Taming your dragons
There is so much I want to do with my life, but every time I start toward some possibility, I freeze. I get so knotted up with my worries about failing or succeeding that I do nothing. I’m 29 years old, and I have been frittering away my life. I stay underemployed because it’s safe. I date men I know are not long-term-capable, because then I don’t have to make a commitment. I am tired of living this way, but I don’t know what to do. I take my anger out on everyone around me, which makes my life hell. I’ve written lots of letters to you in my head. I am finally contacting you. Any advice?
Consider this warning from bestselling author and Jungian analyst James Hollis: “Each morning two grinning dragons sit at the foot of our bed. One is named Lethargy and one is named Fear. Either or both will gladly eat us alive.” You have the power of choice. You can tame the dragons or challenge them to a swordfight or ignore them and hop out of bed. Or, you can let yourself be as big, or bigger, than the beasts. The moment you do, they will shrink to a manageable size.
One way to accomplish this magic trick is to acknowledge that you cannot know what will happen if you succeed or fail. No matter how agile your mind, the ability to consistently and accurately predict the results of your actions is beyond you (and the rest of us, too). Attempts at prediction block the movement of spirit so you’re always closing the door to possibilities that are greater than you could have imagined.

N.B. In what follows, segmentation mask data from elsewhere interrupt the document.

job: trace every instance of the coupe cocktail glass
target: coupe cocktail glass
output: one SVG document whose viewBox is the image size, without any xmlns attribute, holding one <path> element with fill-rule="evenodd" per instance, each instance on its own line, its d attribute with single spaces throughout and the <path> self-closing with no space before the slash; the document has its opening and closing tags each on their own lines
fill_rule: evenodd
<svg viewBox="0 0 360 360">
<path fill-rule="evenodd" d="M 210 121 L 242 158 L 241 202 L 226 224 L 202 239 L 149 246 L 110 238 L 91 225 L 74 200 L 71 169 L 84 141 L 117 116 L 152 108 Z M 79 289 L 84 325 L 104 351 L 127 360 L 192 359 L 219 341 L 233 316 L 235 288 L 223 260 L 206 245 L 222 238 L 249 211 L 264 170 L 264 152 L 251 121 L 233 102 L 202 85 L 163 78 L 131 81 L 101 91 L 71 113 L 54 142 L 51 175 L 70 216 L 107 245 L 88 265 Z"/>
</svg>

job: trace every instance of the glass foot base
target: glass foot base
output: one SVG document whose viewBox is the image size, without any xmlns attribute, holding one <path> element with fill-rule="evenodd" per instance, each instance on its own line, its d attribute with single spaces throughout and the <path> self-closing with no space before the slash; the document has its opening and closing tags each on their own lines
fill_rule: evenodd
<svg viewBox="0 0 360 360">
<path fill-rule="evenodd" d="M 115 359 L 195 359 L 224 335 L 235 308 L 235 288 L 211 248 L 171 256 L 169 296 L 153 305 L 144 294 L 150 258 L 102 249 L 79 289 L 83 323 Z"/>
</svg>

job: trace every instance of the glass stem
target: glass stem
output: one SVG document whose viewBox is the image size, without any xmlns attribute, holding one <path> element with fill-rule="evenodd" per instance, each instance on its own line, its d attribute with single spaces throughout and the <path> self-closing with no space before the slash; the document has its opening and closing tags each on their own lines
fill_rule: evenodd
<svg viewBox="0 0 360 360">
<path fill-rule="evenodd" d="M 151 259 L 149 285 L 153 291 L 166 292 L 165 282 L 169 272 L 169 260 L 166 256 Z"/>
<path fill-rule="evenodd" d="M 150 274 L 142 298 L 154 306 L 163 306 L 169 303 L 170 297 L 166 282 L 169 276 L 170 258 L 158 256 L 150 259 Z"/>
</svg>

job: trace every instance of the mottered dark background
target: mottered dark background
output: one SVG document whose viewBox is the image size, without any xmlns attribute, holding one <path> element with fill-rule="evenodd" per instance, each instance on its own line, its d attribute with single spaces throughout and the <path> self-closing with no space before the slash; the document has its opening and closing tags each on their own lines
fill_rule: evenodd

Of course, fear is edifying. When we channel its energy into a reaction, we learn where we are on our spiritual path. In the article “Taking Fear Apart” from the winter 2003 issue of Tricycle magazine, a practitioner of Buddhism wrote, “Fear is a reactive mechanism that operates when our identity (including the identity of being a physical entity) is threatened. It works to erode or dissipate attention. We move into one of six realms and react: 1. Destroy the threat or seek revenge. 2. Grasp at safety and security. 3. Focus on survival. 4. Pursue pleasure as compensation. 5. Vie for superiority. 6. Protect status and position.”
Rigidity results from these reactions. As the article summarizes, “Because we are less present to what is actually taking place, our actions (1-6) are correspondingly less appropriate and less effective.”
Fear of success or failure is just the fear of being yourself and expressing whatever piece of the divine you were personally imbued with. Meet with a therapist to determine whether depression is at play in your mind. Then, see a career counselor who can help you set goals and stay accountable to them.
I have just completed two months of travel and reading outside of the United States. Everywhere I went on my travels, people seemed so deeply connected with each other and so honest and open in conversation with each other. It’s so hard to be back here among the purveyors of superficial conversation and living. I am depressed and feel lonely everywhere I go.
It’s easy to stand outside of a culture and imagine they have what you desire. But if these others truly possess depth, you cannot be lonely, because you know that your grail exists. It’s true that American culture and conversation celebrates the superficial, but there are antidotes. Good poetry (not slam poetry and not the kind that sounds like rap and not the kind that reads like a greeting card) is a guide into our depths. Take a class and immerse yourself in it. Dive deeper into your own depths, and you’ll attract others doing the same.